JUPITER, Fla. (AP) — Locked-out players and management officials were bargaining for the seventh straight day Sunday, just one day before Major League Baseball’s deadline to salvage March 31 openers and a 162-game schedule.
Negotiators narrowed some differences Friday and Saturday. But entering the 88th day of the work stoppage they were still far apart on big issues that include luxury tax thresholds and rates, the size of the new bonus pool for pre-arbitration players and minimum salaries.
A smaller group of players that included Max Scherzer, Andrew Miller and Marcus Semien walked into Roger Dean Stadium shortly before 1 p.m. along with union head Tony Clark, chief negotiator Bruce Meyer and staff.
A few minutes later, Deputy Commissioner Dan Halem walked from the offices in the main part of the ballpark to the area where players caucus in the building of the Cardinals clubouse.
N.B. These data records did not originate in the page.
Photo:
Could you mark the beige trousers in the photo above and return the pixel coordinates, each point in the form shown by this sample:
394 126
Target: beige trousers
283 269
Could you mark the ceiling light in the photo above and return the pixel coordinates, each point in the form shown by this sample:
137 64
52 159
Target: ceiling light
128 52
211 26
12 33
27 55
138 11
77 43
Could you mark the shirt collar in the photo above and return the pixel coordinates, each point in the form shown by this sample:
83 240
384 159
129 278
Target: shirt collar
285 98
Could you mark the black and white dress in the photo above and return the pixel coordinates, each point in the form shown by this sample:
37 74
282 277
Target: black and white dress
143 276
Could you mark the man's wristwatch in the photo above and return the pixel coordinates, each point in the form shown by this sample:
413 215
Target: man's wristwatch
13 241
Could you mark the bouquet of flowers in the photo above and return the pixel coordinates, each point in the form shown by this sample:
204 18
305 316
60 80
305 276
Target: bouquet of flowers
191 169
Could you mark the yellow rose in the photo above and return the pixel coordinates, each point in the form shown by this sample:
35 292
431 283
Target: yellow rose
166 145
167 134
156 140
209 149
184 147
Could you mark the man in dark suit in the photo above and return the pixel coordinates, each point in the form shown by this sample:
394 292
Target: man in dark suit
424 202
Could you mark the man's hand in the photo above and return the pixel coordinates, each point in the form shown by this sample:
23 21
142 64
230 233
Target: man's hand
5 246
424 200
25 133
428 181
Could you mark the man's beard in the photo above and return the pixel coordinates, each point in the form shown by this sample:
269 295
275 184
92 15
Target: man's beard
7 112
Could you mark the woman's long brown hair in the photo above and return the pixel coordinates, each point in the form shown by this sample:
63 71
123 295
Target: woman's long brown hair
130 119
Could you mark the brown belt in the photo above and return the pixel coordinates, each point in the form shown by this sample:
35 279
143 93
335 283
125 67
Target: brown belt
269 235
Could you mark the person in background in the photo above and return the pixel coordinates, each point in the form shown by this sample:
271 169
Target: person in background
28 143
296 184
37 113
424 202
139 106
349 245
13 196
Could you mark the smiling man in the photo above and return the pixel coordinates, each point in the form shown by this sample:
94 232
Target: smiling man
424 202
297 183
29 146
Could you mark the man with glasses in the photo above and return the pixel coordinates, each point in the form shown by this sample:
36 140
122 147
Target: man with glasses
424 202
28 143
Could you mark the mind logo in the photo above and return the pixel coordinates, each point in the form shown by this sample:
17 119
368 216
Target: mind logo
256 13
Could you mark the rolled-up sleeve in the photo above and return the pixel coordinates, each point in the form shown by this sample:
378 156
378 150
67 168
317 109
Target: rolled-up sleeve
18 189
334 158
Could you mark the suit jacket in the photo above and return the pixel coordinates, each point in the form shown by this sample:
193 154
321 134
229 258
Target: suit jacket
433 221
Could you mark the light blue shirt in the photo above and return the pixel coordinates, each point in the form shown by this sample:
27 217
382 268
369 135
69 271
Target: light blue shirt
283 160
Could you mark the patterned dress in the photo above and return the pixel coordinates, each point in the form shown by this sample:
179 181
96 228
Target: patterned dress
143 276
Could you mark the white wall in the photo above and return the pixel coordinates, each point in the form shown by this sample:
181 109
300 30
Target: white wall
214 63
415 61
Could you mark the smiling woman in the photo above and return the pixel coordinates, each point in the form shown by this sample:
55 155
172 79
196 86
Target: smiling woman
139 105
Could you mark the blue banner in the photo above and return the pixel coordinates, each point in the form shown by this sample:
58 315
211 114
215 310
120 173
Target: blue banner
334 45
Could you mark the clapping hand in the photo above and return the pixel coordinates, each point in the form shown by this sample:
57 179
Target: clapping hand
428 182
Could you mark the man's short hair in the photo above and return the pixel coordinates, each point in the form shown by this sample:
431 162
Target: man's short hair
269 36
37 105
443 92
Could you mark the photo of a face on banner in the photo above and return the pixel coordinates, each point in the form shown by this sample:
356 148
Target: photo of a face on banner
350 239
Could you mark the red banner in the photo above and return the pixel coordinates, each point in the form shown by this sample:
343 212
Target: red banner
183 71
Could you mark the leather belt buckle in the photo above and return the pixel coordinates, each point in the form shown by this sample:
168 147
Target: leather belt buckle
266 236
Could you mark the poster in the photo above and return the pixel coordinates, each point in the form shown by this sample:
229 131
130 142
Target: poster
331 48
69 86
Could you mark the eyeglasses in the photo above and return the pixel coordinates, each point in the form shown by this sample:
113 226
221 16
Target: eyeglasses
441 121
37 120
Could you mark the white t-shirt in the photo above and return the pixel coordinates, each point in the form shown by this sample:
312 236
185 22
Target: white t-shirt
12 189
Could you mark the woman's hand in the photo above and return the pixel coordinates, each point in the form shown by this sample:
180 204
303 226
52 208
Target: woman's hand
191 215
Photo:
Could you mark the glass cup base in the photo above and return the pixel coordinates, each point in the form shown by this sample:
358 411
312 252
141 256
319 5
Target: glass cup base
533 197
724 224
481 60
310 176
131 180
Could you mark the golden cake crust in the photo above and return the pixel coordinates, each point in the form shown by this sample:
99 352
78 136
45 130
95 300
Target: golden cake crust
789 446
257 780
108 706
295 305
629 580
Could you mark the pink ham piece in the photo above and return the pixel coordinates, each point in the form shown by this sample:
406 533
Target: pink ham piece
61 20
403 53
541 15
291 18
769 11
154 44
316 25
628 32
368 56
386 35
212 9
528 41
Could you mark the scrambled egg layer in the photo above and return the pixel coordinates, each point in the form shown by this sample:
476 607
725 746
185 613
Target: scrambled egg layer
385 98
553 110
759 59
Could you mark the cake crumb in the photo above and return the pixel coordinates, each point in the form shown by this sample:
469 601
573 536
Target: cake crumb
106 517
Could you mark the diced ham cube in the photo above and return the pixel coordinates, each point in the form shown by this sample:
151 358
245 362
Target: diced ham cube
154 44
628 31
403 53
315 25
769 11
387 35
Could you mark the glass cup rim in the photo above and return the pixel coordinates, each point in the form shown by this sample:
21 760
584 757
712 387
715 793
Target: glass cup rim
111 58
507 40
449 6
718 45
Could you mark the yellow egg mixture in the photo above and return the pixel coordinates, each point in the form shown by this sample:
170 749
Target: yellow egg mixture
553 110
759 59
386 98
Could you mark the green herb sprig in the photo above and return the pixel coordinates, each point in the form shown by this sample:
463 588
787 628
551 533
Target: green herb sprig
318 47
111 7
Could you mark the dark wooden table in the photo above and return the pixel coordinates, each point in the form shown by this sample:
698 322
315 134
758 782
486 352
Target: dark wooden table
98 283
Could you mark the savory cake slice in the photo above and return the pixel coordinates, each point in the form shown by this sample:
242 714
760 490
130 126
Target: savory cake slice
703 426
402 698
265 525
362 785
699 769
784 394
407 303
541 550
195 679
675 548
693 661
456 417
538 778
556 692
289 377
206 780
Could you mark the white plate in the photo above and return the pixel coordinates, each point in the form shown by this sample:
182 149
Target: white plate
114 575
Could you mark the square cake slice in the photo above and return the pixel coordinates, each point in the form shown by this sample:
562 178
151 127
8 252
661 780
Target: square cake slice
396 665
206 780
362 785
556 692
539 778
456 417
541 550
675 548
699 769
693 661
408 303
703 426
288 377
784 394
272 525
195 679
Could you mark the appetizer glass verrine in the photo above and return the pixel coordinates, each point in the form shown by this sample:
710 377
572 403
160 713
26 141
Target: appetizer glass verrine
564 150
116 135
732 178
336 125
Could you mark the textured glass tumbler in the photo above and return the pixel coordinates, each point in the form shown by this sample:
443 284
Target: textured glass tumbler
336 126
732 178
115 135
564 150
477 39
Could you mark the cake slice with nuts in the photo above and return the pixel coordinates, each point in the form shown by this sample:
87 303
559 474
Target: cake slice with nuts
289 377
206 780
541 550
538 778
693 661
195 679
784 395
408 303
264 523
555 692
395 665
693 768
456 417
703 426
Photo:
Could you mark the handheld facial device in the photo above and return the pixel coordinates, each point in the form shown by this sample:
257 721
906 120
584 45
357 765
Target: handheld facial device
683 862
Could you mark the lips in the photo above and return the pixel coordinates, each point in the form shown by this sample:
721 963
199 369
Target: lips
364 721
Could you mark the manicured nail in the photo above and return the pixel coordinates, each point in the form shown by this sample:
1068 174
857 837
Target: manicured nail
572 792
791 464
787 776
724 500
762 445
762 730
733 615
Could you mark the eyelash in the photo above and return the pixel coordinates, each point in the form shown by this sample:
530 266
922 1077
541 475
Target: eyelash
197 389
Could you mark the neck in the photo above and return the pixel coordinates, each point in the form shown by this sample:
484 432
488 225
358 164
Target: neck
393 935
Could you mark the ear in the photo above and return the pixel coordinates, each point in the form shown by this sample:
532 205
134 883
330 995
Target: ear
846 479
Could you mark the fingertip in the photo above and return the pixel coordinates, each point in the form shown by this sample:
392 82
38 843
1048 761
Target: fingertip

Halem headed back to the MLB area about 20 minutes later.
Baseball’s ninth work stoppage started Dec. 2. Spring training games were to have begun Saturday and have been canceled through March 7.
MLB says that if there is not a deal by the end of Monday, there will not be enough training time to start the season as scheduled.
MLB has offered to raise the luxury tax threshold from $210 million last season to $214 million this year, increasing to $220 million by 2026. Teams also want higher tax rates, which the union says tend to act like a salary cap.
Players have asked for a $245 million threshold this year, rising to $273 million by the final season.
The union wants to expand the players with at least two seasons of major league service and less than three to the top 35%, up from the 22% cutoff in place since 2013.
The union wants the pre-arbitration pool to have $115 million distributed to 150 players and management proposed $20 million be split among 30.